Once elected, Emanuel gave his enthusiastic support to Rangel’s United Neighborhood Organization and its taxpayer-supported charter-school network.
Four years later — after a contracting scandal ended Rangel’s long reign as UNO’s chief executive — the mayor is running for re-election and looking for new allies in Chicago’s growing Latino community.
On Feb. 12, the Chicago Latino Public Affairs Committee — “supported by business owners and business advocates” — is holding a rally for the mayor and City Council candidates it has endorsed in the Feb. 24 election.
A spokesman for the mayor’s campaign said Tuesday he did not know whether Rangel has any involvement in the group, called CLPAC.
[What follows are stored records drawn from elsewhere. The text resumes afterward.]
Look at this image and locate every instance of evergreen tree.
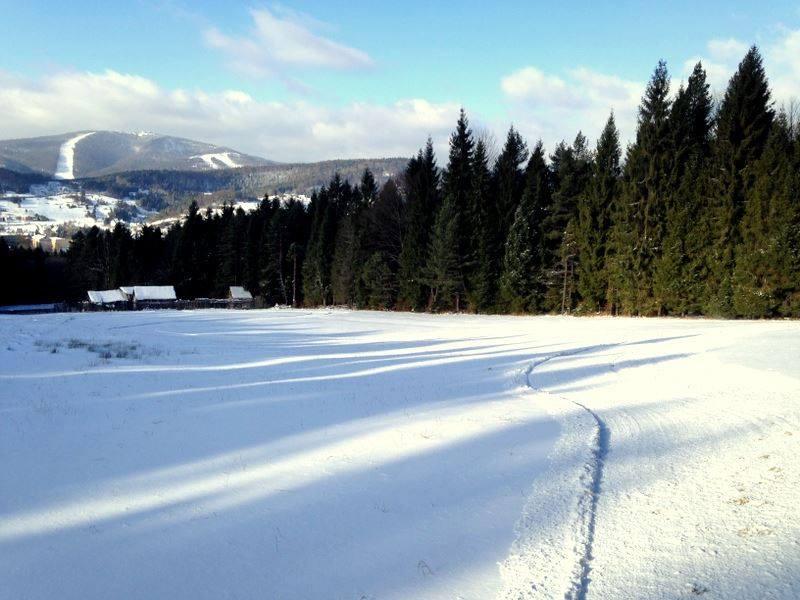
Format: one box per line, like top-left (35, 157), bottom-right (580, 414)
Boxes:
top-left (426, 195), bottom-right (464, 311)
top-left (543, 132), bottom-right (592, 312)
top-left (653, 63), bottom-right (713, 315)
top-left (470, 140), bottom-right (502, 312)
top-left (494, 126), bottom-right (528, 240)
top-left (502, 141), bottom-right (552, 312)
top-left (576, 113), bottom-right (621, 312)
top-left (733, 114), bottom-right (800, 318)
top-left (398, 138), bottom-right (440, 310)
top-left (442, 108), bottom-right (476, 299)
top-left (619, 61), bottom-right (672, 314)
top-left (705, 46), bottom-right (774, 315)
Either way, take a close look at who’s behind CLPAC and you find a long list of those closest to Rangel during his heyday as arguably the most influential figure in Latino politics in Chicago
The president of the group is Homero Tristan, and the treasurer is Tristan’s law partner, Pedro Cervantes. Cervantes was the registered agent for UNO and its charter network until a few months after the contracting scandal broke in 2013.
Rangel had organized protests in 2009 when Tristan was forced from then-Mayor Richard M. Daley’s cabinet under pressure from City Hall’s inspector general. Inspector General David Hoffman had accused Tristan, who was Daley’s top human resources official, of lying to investigators who were looking into political hiring abuses.
The bonds between the Tristan & Cervantes firm and Rangel remained intact, even as the contracting scandal brought heat on UNO and Rangel from the U.S. Securities and Exchange Commission. In October, Rangel started a new company, Mastery Consulting LLC. Cervantes is the new firm’s registered agent, state records show.
Besides the rally next month, CLPAC already gave $5,000 to Emanuel’s re-election campaign in October.
Last year, it gave to a variety of candidates across the state and reported raising a total of nearly $101,000. Of that, $8,500 was contributed by two executives of D’Escoto Inc., including the company’s president, former UNO board member Federico “Fred” d’Escoto.
D’Escoto Inc. oversaw construction of new UNO schools until the Chicago Sun-Times reported d’Escoto and another major contractor on those state-funded projects were owned by the brothers of Rangel’s right-hand man at UNO.
Within days of those reports, Emanuel distanced himself from Rangel.
Rangel had been Emanuel’s tour guide in Pilsen in the fall of 2010, on the first day after the former White House chief of staff returned to Chicago to launch a “listening tour” ahead of his mayoral campaign’s formal launch.
As mayor, Emanuel was keynote speaker for a fund-raising gala UNO held in the Great Hall of Union Station. The UNO charter network continued to grow — and to get greater funding from the Chicago Public Schools — while Rangel backed Emanuel during the Chicago Teachers Union strike in 2012.
Last June, UNO and its charter schools settled a civil case filed by the SEC accusing them of defrauding bond investors by failing to disclose the insider deals with the d’Escoto brothers.
On the business card he’s been passing around for his new company, Rangel is listed as president of Mastery Consulting, providing “strategy/planning/public affairs” services from his home in Little Village.
Rangel and Tristan did not return calls or respond to e-mails Tuesday.
Emanuel spent part of last weekend in the 10th Ward, at the city’s southeastern edge, where he got a boost from another old Rangel friend: Matt Sanchez, the son of former Daley Streets and San boss Al Sanchez.
The younger Sanchez had worked for UNO’s lobbyists while his father served a federal prison term for patronage hiring fraud on behalf of members of the pro-Daley Hispanic Democratic Organization.
On Facebook, Matt Sanchez posted a photo of Emanuel standing next to him as he spoke and wrote, “Had the pleasure of helping to introduce Mayor Emanuel to the 10th Ward community!”
The post was followed by two hash tags: “#LatinosforRahm #CLPAC.”
So the torch is passed — from HDO to UNO and now to CLPAC. The letters change, but there’s always someone willing to serve whoever is mayor.